Devant Arlette qui joue à la porte le rôle de sœur Anne, deux agents de police, qui sont là de surveillance, prennent un air goguenard :

— Elle est gentille, la petite demoiselle ! dit le premier…

— Tu parles si ça change des autres ! répond le second…

Mais Arlette est trop soucieuse pour sourire de leurs appréciations. Quand elle aperçoit M. Hyacinthe, qui descend la rue, tranquillement à pas mesurés, elle pousse un cri de joie :

— Enfin !

— C’est son père ! dit le premier agent.

— Non, réplique le second. Tu vois hien que c’est un de ses artistes. Il est déjà costumé…

M. Hyacinthe a revêtu son costume le plus somptueux : une redingote, que son embonpoint soumet à des efforts de plus en plus tendus. C’est qu’elle ne date pas d’hier. Il l’a inaugurée il y a douze ans. Et dame ! depuis lors il a grossi. L’étoffe se tire tellement à l’endroit des boutons que ceux-ci ressemblent à des comètes, dont la queue en éventail est faite d’une infinité de plis.

Et il porte sa valise jaune !

Pourquoi ? Mystère ?

Son chapeau haut de forme à la main, comme s’il demandait l’aumône, il s’adresse aux deux représentants de la force publique, car Arlette s’est dissimulée derrière une tenture pour ne pas trahir son impatience :

— Est-ce ici qu’a lieu la représentation artistique et littéraire ? demande-t-il comme s’il ne voyait pas les drapeaux, les écussons et les guirlandes…

— Oui… Entrez… et dépêchez-vous, lui répond celui des deux qui le prend pour un artiste… C’est bientôt votre tour…

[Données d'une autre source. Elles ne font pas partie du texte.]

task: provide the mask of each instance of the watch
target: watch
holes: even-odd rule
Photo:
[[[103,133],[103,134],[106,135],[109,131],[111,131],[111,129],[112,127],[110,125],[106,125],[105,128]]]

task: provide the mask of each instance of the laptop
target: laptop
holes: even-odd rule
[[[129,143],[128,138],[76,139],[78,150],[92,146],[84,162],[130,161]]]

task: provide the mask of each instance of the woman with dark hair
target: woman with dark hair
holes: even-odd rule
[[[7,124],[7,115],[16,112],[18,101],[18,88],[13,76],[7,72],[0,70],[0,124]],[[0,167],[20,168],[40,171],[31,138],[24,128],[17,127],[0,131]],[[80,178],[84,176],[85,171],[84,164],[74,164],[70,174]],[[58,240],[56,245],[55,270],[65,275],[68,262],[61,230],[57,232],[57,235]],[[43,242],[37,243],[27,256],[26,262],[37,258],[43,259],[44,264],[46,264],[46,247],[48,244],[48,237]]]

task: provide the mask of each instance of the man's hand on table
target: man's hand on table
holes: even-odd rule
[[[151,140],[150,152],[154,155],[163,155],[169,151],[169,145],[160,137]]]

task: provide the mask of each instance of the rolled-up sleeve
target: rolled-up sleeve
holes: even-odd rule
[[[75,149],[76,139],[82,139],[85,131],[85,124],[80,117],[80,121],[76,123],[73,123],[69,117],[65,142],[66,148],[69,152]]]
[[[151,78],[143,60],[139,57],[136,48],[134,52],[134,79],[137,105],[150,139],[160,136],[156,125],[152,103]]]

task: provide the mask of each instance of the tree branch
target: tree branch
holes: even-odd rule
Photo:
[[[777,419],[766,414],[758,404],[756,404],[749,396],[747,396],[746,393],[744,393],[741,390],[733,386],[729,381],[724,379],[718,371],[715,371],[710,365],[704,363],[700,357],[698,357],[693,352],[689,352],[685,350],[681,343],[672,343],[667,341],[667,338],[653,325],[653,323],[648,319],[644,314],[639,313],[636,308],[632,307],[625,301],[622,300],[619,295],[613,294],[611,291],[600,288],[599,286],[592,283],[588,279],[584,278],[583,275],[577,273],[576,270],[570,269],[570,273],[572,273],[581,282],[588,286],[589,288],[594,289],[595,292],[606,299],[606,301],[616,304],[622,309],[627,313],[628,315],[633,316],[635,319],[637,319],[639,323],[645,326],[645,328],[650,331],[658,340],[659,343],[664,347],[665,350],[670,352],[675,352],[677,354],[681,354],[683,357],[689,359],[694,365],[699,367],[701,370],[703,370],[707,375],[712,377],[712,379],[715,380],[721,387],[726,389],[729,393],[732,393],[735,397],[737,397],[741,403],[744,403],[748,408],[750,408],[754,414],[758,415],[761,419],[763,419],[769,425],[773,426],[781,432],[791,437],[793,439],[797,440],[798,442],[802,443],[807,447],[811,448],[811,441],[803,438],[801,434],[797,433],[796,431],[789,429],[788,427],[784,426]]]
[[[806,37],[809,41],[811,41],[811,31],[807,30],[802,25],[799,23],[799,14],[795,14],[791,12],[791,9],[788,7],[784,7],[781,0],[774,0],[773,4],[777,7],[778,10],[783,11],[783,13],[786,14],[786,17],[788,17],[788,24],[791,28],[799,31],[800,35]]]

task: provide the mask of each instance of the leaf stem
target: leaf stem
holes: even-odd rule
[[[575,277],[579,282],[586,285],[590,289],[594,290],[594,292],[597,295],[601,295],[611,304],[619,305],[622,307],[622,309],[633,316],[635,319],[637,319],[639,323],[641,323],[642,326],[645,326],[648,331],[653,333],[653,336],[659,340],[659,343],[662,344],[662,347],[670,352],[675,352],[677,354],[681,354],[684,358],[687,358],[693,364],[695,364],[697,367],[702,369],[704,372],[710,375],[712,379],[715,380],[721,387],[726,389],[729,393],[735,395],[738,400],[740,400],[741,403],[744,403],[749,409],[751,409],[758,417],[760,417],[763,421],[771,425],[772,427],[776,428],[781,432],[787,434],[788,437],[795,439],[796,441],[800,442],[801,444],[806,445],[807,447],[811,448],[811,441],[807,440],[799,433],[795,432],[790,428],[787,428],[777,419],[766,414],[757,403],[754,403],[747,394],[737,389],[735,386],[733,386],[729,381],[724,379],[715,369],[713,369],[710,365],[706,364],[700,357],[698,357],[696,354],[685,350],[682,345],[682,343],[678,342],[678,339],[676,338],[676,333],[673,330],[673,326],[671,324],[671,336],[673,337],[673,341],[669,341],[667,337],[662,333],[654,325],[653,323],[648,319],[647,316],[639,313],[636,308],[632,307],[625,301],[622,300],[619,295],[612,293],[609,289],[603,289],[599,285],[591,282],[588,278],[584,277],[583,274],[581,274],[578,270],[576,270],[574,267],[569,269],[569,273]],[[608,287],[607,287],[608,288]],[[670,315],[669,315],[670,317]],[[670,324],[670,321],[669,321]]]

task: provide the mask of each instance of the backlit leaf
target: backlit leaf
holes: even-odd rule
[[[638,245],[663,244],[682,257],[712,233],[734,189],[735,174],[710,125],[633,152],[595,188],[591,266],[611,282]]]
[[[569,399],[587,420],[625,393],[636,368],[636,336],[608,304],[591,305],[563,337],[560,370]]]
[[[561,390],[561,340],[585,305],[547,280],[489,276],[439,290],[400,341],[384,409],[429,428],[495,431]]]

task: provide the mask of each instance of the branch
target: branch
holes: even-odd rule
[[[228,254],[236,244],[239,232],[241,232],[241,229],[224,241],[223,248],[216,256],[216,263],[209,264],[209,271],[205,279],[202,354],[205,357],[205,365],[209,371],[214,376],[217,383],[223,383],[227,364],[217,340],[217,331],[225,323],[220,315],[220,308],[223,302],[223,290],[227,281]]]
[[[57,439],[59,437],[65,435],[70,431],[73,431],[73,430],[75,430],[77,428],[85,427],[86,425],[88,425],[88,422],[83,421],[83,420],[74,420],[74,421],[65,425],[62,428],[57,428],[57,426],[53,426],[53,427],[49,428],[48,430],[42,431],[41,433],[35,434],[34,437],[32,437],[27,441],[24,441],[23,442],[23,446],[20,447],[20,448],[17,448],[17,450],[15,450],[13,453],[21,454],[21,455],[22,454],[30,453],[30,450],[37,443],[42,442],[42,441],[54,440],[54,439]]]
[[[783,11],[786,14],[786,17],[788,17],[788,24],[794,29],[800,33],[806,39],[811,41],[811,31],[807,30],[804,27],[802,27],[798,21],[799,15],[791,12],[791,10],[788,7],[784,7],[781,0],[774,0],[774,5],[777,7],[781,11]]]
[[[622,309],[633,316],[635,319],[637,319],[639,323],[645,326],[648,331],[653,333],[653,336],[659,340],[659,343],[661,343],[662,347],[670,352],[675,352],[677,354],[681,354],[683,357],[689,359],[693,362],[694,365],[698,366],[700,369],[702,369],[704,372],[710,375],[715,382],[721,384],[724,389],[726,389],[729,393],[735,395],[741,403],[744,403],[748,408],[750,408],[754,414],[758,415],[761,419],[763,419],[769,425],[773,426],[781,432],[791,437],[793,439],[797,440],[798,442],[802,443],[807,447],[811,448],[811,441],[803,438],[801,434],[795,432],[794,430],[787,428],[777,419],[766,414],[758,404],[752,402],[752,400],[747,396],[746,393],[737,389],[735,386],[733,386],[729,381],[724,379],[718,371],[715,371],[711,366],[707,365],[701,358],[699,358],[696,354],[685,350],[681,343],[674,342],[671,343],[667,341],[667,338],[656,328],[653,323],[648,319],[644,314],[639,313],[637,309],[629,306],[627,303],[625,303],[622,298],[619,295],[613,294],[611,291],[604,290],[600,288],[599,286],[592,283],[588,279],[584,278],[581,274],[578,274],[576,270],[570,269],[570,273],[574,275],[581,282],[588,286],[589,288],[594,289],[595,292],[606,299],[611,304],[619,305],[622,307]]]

Arlette paraît alors comme par hasard :

— Oh ! bonjour, monsieur Hyacinthe…

— Bonjour, mademoiselle…

Comme ce sont les dernières mesures de l’ouverture, l’orchestre est en pleine fureur. Les musiciens, sachant qu’ils vont pouvoir se reposer, donnent tout leur souffle. C’est une grande marée dans un ouragan. Il faut croire que M. Hyacinthe est sourd, car il demande :

— Est-ce que c’est commencé ?

— Oui…

Elle l’emmène du côté du vestiaire :

— Vous désirez sans doute déposer votre valise ?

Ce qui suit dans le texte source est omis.